The Kicking Horse Country Chamber of Commerce, Tourism Golden, Golden Community Resource Centre, Town of Golden, College of the Rockies and other local organizations and residents are working in partnership to implement the Kicking Horse Country BRE Project.

BRE is an action-oriented and community-based approach to business and economic development. It promotes job retention and growth by helping communities learn about issues and the concerns of, as well as opportunities for, local businesses, and set priorities for projects to address these needs. Business development and job creation are key factors in developing healthy and vibrant communities.

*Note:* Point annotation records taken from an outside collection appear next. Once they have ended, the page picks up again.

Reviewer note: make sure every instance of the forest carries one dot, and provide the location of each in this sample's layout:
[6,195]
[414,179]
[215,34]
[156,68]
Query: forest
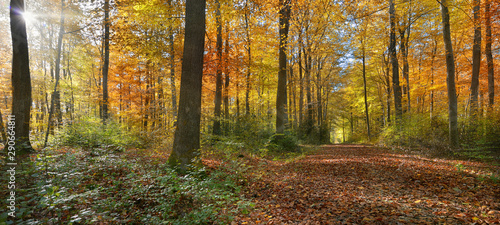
[250,112]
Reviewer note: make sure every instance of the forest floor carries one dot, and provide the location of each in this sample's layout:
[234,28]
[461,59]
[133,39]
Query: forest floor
[356,184]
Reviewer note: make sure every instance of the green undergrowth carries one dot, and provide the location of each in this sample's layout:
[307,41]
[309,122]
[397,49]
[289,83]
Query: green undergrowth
[122,188]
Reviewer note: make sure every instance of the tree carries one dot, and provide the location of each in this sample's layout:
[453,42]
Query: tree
[21,78]
[218,85]
[187,133]
[284,23]
[489,56]
[394,61]
[105,66]
[476,60]
[450,78]
[56,94]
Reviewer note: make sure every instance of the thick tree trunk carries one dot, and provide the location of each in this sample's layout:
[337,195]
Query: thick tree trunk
[218,82]
[226,81]
[388,88]
[55,99]
[476,62]
[394,62]
[2,129]
[105,68]
[172,75]
[489,56]
[301,88]
[365,94]
[21,79]
[284,22]
[431,107]
[187,133]
[450,78]
[249,64]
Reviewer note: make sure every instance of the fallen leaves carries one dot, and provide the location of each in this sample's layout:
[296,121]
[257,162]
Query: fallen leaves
[365,185]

Ultimately, communities will have greater success in attracting new business if existing businesses have favourable economic conditions, and strong local support.

Before a community can assist existing businesses, it must identify the businesses’ needs, concerns, and growth opportunities. Through the BRE project, trained researchers visit businesses and gather information.

The local leaders running this program then work to address identified issues and opportunities. Participating businesses will have the ability to have a direct impact on the priorities, initiatives and funding of local and regional economic development agencies that directly support this area. Additionally, participants will receive the rolled-up, regional reports generated from the data gathered.

Selkirk College’s Columbia Basin Rural Development Institute (RDI) is supporting communities in BRE implementation through the provision of training for BRE researchers, implementation support materials (BRE manual, confidentiality forms and processes, etc.), access to the online regional e-pulse data management and referral system, and data analysis and report writing support.

“The RDI’s mandate is to support informed decision making through the provision of timely and relevant information and applied research.” said Dr. Terri MacDonald, RDI Regional Innovation Chair in Rural Economic Development.

“With the valuable information collected through community-driven BRE projects in hand, decision makers and economic development practitioners in the region will be well positioned to provide targeted support to our local businesses and to take collection action to improve the overall business climate in our region.”

“A key aspect of this project is confidentiality,” according to GAI’s local BRE lead, Wheelhouse. “We do not publish information on individual businesses. The project is very careful about this confidentiality issue.”

The information gathered from the visits is compiled and analyzed by the Columbia Basin Rural Development Institute. The Local BRE Lead and Steering Committee review key findings and recommendations and set into motion a plan for follow up action.

“One of the reasons for the popularity of the BRE project is that it not only supports long range planning for the community but also yields some short-range tangible results,” said Wheelhouse.